The Team commended the government’s rapid intervention to repeal the laws by decrees in response to civil society demands and recommendations. It was suspected that some persons had fraudulently passed these regulations with the aim of accessing special privileges during the current state of emergency. Disrupting normality within society, these officials breached the (emergency) principles laid out by government decisions as well as the controls outlined in this year’s emergency budget. The latter puts in place mechanisms for financial decision making and obliges all public officials to control and rationalise expenditures with a view to coping with, and fulfilling the purpose of, the state of emergency.
In its statement, the Team highlighted a set of principles, stressing that the said laws by decrees were in contrariety with the Emergency Law. Both regulations waste and misuse public money. In line with the priorities approved by the Council of Ministers and based on the Minister of Finance’s recommendation, the enactments run counter to the Emergency Law, which confirms the principle of cash rationing. The process by which the laws by decrees were passed reflects an attempt to seek illicit gains by a particular group of power holders at the expense of the public interest. It indicates that both regulations involved circumvention by the persons who proposed them. In addition to heightened prevention, the Emergency Law prescribes aggravated penalties against any person who abuses the state of emergency for personal interests.
The Law by Decree No. 4 of 2002 provides for exempting persons appointed in the grade of ministers and chair public institutions, as well as those alike, from paying respective subscriptions to the Pension Fund and restoring all subscriptions they already paid. According to the Team, this provision could have deprived the Pension Fund from the contributions and subscriptions paid by both the public servants and the state, amounting to 22 percent of the public wage bill.
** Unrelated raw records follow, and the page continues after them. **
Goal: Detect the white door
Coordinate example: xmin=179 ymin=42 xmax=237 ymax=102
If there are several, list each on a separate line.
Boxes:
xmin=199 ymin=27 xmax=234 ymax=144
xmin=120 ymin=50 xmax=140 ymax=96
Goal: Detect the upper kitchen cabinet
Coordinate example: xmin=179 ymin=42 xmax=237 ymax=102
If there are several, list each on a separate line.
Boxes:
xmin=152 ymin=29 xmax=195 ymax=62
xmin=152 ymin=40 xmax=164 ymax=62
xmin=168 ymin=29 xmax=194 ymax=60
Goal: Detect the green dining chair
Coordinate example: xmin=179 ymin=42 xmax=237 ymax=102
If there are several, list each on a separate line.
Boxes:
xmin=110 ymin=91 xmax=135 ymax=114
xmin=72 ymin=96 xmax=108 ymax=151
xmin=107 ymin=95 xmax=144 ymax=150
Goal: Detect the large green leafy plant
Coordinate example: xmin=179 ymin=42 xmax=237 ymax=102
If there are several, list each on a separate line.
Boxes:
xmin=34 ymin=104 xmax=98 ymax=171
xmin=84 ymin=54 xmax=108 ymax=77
According to initial estimates, this law by decree would have exempted dozens of public officials from paying subscriptions, depriving the Pension Fund from huge amounts that could be used for investment. To ensure pension payments, pension funds collect, and capitalise on, subscriptions from public servants by means of investments.
As put by the statement, a scenario involving a retroactive recovery of subscriptions over many years would increase the deficit of the Pension Fund, which would become potentially insolvent and incapable of paying retirement benefits to public servants. Also, paying retirement benefits to entitled persons from the public treasury would increase expenditures, contributing to a further budget deficit. It is worth noting that, according to statements by the Prime Minister, the 2020 budget is already crippled by a financial deficit of over NIS 5 billion. The law by decree could have caused damage to the government stated policy on expenditure control.
The Team is also of the view that the Law by Decree No. 12 of 2020 would have raised the age of retirement by five years to 65, granting a privilege to the said group of public officials. This would have indirectly increased expenditures. Needless to say, the more the working years are, the higher the salary grows. In respect of the relevant public officials, a salary increase for an additional five-year period would have exacerbated the burden on the public treasury in terms of both salaries and retirement benefits. It also involves discrimination among public servants, favouring a particular group, namely, servants in the grade of ministers who chair non-ministerial government bodies.
Earlier, the Team had raised the issue of the Pension Fund and released reports on its financial position. The Fund is affected by a deficit and owes more than NIS 8.2 billion in debt from the public treasury. The Team submitted necessary recommendations to consolidate the Pension Fund management, address accumulating debts, and ensure sustainable operation. This requires that these recommendations to be taken into account and examined.